Don't Say Eww; Say Yes to Fiber
Most often we avoid 'Fiber' (also known as roughage) as a food choice. We jump on scrumptious carbohydrates full of starch and sugar but leave behind the other form of carbohydrate i.e., Fiber. The prime reason may be because it feels less appetizing compared to other carbs. This might be due to its simple taste. It might also be due to its rough or denser form. People have a craving for more refined, processed and ultra-processed food as it is appealing to their taste buds. But chewy or denser food like fiber doesn't pass through the checklist of our food menu. But before making the final decision whether you have to opt-in or out of saying 'Yes' to fiber, let's dig into an analysis of fiber's role in human food.

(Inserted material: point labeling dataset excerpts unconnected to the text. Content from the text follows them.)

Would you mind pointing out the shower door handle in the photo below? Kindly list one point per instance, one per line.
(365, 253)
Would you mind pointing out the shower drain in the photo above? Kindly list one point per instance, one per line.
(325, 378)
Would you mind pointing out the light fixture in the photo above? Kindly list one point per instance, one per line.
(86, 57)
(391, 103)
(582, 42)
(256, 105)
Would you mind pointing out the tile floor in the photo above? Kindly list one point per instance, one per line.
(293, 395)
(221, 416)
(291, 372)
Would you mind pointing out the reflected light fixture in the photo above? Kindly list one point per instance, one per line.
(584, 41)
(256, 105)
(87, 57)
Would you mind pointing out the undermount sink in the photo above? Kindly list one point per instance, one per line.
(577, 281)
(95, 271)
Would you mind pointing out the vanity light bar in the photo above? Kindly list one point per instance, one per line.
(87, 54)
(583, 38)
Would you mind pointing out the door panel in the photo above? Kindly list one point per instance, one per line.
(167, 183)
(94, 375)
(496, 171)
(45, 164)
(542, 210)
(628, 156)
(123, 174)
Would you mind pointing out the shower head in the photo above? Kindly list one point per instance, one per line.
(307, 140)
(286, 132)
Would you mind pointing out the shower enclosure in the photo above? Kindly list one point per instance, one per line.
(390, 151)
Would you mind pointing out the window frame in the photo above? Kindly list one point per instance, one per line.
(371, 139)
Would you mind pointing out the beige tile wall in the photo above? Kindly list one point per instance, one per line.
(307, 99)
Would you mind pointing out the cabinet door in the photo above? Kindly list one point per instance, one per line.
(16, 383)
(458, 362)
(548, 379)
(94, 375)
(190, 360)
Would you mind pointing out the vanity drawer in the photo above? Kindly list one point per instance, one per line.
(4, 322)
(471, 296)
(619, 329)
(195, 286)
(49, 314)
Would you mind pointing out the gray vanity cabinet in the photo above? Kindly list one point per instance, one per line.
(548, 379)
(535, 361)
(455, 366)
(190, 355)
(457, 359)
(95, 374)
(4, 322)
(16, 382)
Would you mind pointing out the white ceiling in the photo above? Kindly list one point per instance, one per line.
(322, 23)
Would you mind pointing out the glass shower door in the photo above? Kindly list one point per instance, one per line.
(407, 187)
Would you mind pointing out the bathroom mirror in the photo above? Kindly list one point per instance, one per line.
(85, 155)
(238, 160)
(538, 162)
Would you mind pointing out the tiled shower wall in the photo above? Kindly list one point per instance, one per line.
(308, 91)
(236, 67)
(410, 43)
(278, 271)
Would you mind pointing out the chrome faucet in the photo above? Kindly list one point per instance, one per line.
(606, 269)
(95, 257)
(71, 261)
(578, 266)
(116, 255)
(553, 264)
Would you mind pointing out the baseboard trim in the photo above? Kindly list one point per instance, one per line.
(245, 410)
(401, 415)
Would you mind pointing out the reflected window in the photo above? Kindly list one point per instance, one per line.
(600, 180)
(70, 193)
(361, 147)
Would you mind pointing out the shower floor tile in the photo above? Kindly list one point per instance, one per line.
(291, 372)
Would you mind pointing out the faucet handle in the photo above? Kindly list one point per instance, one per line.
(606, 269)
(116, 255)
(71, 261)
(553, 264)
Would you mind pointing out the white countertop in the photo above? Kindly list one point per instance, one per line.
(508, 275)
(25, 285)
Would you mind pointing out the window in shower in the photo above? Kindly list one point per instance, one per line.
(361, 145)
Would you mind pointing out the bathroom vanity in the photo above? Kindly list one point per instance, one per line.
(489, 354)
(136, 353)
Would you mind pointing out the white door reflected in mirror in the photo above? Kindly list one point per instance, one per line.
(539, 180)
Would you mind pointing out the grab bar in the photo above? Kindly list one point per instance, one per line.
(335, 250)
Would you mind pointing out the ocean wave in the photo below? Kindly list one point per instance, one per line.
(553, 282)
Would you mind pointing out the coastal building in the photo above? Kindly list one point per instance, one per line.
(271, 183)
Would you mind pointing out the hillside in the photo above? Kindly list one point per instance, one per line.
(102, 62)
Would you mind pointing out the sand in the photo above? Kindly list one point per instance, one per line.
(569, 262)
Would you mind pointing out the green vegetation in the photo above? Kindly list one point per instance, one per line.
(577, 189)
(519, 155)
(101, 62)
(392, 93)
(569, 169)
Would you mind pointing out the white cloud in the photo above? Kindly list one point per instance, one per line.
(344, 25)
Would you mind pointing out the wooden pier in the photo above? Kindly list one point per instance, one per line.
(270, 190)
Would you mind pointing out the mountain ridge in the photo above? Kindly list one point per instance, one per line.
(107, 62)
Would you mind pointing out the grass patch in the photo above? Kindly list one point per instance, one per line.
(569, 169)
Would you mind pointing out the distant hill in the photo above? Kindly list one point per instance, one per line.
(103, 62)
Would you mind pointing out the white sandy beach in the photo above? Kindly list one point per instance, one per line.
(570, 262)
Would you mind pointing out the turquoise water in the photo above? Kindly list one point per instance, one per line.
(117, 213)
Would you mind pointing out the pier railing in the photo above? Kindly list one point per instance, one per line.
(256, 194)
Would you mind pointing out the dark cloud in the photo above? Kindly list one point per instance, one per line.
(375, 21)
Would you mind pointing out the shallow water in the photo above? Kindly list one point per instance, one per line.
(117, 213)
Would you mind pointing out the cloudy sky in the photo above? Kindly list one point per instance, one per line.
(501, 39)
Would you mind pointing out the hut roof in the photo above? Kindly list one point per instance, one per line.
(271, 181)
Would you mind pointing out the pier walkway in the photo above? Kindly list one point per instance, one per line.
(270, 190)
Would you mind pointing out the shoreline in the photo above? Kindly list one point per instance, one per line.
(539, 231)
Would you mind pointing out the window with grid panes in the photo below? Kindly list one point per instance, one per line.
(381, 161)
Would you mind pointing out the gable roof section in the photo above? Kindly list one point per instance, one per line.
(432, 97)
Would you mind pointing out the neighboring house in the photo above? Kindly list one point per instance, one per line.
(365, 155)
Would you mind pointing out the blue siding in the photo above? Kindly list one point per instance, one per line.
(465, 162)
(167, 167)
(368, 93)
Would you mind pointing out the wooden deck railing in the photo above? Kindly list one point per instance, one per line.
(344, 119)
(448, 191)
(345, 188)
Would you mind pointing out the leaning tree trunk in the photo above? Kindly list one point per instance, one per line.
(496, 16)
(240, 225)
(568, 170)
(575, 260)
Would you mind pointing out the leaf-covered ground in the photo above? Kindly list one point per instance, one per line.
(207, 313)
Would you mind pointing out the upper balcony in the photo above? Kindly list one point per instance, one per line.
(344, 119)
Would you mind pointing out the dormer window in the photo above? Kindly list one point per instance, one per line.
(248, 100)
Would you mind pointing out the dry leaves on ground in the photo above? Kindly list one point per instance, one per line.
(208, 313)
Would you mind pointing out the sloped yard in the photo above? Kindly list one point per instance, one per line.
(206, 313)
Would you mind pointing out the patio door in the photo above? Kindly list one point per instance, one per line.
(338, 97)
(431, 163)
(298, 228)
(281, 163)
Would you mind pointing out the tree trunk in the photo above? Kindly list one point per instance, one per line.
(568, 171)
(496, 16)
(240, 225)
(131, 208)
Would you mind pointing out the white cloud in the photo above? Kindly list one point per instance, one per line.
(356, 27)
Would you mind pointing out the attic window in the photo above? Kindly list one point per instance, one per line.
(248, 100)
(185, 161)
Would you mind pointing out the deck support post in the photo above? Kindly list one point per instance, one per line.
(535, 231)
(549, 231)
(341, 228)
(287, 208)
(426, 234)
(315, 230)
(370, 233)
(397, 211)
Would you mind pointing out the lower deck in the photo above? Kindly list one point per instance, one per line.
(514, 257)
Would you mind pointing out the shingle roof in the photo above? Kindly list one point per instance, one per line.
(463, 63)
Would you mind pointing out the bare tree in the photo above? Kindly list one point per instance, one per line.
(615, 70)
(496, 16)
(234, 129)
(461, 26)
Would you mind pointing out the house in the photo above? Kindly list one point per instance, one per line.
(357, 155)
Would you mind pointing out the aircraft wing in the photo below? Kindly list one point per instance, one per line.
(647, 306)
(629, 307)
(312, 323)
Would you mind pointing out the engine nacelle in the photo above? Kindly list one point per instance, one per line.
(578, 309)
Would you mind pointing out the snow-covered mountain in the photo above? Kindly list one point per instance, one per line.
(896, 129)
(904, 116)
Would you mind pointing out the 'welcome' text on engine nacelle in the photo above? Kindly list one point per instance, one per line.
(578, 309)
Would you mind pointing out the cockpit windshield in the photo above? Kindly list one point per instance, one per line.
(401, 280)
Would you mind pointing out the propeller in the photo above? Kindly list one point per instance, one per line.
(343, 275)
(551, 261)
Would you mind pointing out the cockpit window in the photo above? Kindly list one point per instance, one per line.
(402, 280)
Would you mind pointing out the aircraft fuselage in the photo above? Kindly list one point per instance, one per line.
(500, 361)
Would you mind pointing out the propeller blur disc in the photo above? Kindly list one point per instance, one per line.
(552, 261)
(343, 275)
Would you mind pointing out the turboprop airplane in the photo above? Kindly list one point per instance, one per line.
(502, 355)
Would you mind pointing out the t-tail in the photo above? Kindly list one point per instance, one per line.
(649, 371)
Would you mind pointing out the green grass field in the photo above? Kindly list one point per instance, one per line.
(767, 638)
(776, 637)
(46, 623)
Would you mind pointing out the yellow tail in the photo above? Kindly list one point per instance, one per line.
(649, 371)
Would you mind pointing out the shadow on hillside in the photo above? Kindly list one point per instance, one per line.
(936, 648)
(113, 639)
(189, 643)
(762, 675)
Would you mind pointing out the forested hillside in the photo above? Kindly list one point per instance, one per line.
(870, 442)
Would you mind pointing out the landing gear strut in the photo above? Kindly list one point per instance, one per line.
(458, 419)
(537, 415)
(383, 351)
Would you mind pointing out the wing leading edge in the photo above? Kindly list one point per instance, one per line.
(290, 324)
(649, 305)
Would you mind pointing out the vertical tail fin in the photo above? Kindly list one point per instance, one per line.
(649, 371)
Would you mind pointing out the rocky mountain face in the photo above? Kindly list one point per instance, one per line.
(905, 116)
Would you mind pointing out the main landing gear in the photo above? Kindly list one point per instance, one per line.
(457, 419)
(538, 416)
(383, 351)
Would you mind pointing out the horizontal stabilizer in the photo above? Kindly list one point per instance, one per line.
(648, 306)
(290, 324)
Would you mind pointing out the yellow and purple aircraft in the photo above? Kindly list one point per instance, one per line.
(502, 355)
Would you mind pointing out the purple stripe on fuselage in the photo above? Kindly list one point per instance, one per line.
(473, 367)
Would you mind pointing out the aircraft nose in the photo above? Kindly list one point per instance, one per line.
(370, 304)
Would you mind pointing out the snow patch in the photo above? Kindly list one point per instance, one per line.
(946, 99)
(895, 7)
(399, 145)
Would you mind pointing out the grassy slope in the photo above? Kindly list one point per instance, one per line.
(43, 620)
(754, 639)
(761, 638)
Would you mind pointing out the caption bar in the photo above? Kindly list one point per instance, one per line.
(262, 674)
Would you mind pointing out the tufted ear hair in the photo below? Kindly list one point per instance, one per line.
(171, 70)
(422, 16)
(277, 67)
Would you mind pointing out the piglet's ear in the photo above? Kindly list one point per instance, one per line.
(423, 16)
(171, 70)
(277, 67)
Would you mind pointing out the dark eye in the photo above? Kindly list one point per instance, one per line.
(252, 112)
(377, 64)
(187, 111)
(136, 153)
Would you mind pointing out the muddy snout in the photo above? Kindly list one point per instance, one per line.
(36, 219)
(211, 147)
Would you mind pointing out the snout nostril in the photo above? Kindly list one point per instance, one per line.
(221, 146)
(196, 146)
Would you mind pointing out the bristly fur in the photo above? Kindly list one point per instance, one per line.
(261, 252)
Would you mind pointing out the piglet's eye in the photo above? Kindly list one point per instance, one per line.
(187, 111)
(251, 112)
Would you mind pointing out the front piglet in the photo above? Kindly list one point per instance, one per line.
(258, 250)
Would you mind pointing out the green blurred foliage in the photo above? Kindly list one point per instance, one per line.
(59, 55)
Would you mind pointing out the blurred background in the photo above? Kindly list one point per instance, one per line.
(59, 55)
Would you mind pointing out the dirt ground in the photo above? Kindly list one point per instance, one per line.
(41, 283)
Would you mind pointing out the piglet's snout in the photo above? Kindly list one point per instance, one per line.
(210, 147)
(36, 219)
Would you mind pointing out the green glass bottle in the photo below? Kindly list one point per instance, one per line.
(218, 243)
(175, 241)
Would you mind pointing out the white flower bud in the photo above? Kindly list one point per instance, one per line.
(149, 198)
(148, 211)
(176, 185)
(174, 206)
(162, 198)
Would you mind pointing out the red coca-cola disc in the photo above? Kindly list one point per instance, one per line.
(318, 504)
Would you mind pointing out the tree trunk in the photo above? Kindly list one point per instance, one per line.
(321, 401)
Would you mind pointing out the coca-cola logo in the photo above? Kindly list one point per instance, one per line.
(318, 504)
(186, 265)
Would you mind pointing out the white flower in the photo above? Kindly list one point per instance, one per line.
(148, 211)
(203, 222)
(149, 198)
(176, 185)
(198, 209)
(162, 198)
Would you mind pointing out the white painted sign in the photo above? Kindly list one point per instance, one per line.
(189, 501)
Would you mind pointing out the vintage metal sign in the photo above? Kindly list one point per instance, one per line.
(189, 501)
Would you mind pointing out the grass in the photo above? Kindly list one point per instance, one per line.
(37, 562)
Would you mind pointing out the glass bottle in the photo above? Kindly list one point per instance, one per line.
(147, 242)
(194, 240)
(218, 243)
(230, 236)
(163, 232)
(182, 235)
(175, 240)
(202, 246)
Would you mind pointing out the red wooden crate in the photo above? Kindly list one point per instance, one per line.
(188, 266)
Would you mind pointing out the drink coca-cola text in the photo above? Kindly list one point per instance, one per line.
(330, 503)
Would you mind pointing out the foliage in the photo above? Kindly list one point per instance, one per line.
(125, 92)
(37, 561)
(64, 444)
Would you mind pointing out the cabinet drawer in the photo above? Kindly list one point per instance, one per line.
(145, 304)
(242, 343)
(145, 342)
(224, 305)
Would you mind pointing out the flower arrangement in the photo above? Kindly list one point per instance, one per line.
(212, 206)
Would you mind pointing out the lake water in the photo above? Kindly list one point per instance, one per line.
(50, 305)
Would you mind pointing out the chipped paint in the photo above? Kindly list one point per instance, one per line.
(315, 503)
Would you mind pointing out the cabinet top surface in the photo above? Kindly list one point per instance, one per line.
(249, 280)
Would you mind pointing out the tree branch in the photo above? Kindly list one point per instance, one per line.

Fiber is primarily classified as soluble and insoluble. Soluble fiber, for example peas, lentils, beans and oats gets dissolved in water while insoluble fiber such as seeds, vegetables, cereals, whole grains doesn't get dissolved in water. Both forms of fiber give unique benefits to the human body. These two types of fibers are collectively termed as 'dietary fibers'. 'Dietary Fiber' is a plant-based carbohydrate which is not digestible. So, eventually fiber in the human body passes out without getting digested or broken down into finer components. Unlike other carbs they don't act as an energy source for the human body. They either get fermented by our gut's bacteria or pass out directly.
Nevertheless, fiber has surprising benefits to watch out for.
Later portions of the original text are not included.